Entretien avec le Maestro Michele Spotti

Un moment de partage avec le maestro Michele Spotti qui retrouve l’orchestre de l’Opéra de Marseille, dont il  est le directeur musical depuis 2023, pour interpréter La Messe de Requiem de Giuseppe Verdi. Un monument musical !
Notre précédent entretien date du 16 octobre 2021 lors de votre premier engagement à l’Opéra de Marseille pour diriger l’œuvre de Gioacchino Rossini “Guillaume Tell” donnée pendant la période troublée du Covid.
Que nous racontez-vous de ce laps de temps qui nous amène à aujourd’hui ?
Il est vrai que depuis cette horrible période où tout semblait s’être arrêté la vie a repris ses droits petit à petit et les contrats signés en amont ont pu être honorés. La vie est faite de rencontres, des liens se créent et des projets prennent forme. Ma rencontre avec Maurice Xiberras, Directeur général de l’Opéra de Marseille, a été déterminante. Bien avant le Covid il m’avait proposé la direction de “Guillaume Tell” l’opéra de Gioacchino Rossini.
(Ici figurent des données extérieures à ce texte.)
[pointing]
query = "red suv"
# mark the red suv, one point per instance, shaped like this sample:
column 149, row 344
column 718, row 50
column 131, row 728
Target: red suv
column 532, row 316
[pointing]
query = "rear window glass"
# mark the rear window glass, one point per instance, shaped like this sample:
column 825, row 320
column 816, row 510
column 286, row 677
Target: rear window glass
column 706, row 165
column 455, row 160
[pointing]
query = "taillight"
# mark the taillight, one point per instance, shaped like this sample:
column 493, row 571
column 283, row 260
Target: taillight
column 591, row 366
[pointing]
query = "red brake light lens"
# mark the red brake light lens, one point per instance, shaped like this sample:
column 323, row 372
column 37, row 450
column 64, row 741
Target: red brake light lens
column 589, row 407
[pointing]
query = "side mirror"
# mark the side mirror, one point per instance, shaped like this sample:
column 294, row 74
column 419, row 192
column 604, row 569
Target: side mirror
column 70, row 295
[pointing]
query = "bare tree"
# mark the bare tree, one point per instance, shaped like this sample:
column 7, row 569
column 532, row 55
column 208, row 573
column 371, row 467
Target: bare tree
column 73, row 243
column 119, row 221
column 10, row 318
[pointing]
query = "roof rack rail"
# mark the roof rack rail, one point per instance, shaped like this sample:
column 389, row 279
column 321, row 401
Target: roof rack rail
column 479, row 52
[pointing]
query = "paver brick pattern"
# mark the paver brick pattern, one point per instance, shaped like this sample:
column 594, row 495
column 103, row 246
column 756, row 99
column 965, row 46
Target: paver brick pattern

Nous étions loin d’imaginer alors qu’il serait joué dans des conditions spéciales. Ce premier contact avec l’Opéra de Marseille a donné lieu à une proposition qui ne se refuse pas. Et c’est avec un immense plaisir que j’ai accepté le poste de directeur musical, succédant au maestro Lawrence Foster. J’ai tout de suite aimé cette ville avec l’énergie, le soleil, la convivialité qui me rappellent l’Italie et avec ce théâtre qui m’a séduit d’emblée. Je suis très sensible aux ambiances et j’ai trouvé dans cette maison des atmosphères particulières venant de la direction, de l’orchestre, de toutes les équipes mais aussi du public. Un accueil chaleureux qui donne envie de poser ses valises et de travailler ensemble. Evidemment cette nomination a un peu bouleversé mon programme mais je pense pouvoir respecter mes engagements tout en étant le plus possible à Marseille.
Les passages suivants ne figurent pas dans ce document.